China has now allowed Nintendo to sell its first Switch console game in the country, New Super Mario Bros. U Deluxe, moving it one step closer to an official launch of the Nintendo Switch product (via Reuters). 

Nintendo has struggled to integrate with the Chinese market due to complex commercial regulations and a required local partner to distribute its products. An example of its attempts to circumvent China’s console ban is the iQue Player. This is a console created from a collaboration with Nintendo and Taiwanese-American entrepreneur Wei Yen, and it supports Nintendo 64 games. It therefore allowed Chinese players to enjoy a selection of Nintendo’s games on an officially licensed console produced within the country.

In 2014, China lifted its decade-long ban on console games. Previously, Nintendo hardware and games could only be found through unauthorised distribution platforms. But it’s not just Nintendo that has encountered a number of roadblocks in China: in 2015, Sony began to sell PlayStation 4 hardware but claimed that Chinese censorship legislation were hampering its commercial success. 

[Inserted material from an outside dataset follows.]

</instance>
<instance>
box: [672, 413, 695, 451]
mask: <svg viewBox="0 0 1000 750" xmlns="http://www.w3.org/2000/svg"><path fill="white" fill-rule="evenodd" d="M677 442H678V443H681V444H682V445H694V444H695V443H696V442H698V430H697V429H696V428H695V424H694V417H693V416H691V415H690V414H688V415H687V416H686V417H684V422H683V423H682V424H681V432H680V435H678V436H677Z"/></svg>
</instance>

In April, Tencent Holdings and Nintendo engaged in a partnership which seemed to imply that things were moving and shaking in an optimistic direction. Since then, news on how the Japanese gaming giant was getting on in China was sporadic. However, last week, a Nintendo Switch store on Alibaba’s Tmall e-commerce platform popped up. It’s got 12,000 followers despite showing no Nintendo products for sale. And of course, yesterday the State Administration of Press, Publication, Radio, Film and Television in China released a statement that affirmed that Nintendo may distribute one game within the country.

It’s just one game and it’s New Super Mario Bros. U Deluxe, which isn’t the first game that comes to my mind when I think ‘Switch’. Nevertheless, it is a significant step towards a possible official launch of the Nintendo Switch console in China. Imaginably it would be dependent on the sales statistics of New Super Mario Bros. U Deluxe, but the Brits liked it a lot, which hopefully bodes well for new Chinese players.